In a July 1 announcement, Cardinal Francis lauded Kathigasu for her “life of service in love and compassion for the sick and suffering” and noted that this year marks the 76th year since her passing. 

“We will do well to revisit her life and works to find inspiration for our times,” he continued. “I wish that efforts be made to gather, compile, study, reflect, and make available her life and work as a testimony to us. I hope to advance her cause for beatification and canonization by God’s grace.” 

The beatification process requires both verification that the candidate lived a holy life and a miracle granted through intercession to that candidate.
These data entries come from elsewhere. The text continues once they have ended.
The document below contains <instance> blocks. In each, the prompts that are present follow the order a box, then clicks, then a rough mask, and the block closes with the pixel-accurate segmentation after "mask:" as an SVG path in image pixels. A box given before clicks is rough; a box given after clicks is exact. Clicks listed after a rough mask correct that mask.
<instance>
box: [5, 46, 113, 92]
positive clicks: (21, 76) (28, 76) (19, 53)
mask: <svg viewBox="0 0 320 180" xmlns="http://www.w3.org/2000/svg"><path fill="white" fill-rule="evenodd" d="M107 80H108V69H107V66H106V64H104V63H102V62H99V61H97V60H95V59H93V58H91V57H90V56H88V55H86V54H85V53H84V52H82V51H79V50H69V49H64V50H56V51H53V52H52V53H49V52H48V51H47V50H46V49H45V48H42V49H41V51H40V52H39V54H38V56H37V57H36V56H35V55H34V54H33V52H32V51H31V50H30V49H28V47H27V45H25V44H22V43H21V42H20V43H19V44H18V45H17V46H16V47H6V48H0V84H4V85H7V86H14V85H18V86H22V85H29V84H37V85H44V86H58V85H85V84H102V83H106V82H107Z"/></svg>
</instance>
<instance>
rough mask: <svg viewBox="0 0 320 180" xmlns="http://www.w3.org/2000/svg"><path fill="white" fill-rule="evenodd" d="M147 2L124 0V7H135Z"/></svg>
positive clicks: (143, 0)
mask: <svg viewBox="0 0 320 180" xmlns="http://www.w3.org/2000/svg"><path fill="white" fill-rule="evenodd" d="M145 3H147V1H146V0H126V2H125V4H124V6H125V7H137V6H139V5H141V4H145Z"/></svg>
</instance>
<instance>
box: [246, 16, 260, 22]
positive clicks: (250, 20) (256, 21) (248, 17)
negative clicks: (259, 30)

Canonization requires a second miracle.  

“I see this as an opportunity to bring together and reflect on her life for us as people of faith,” the cardinal wrote. “I wish that we would undertake the cause of Sybil Kathigasu as an example and inspiration of Gospel living.”

“Her life example draws us to the fact that what motivated her is the faith that was instilled in her by her family, that enabled her to live a life marked by a spirituality of dependence on God’s grace and the love of Jesus that filled her with hope in her life, and her love for the suffering and needy in normal situations and circumstances of conflict,” he added.

“Her story continues to inspire many people from all walks of life in society till today,” he wrote. “She inspires people across all cultures and faiths.”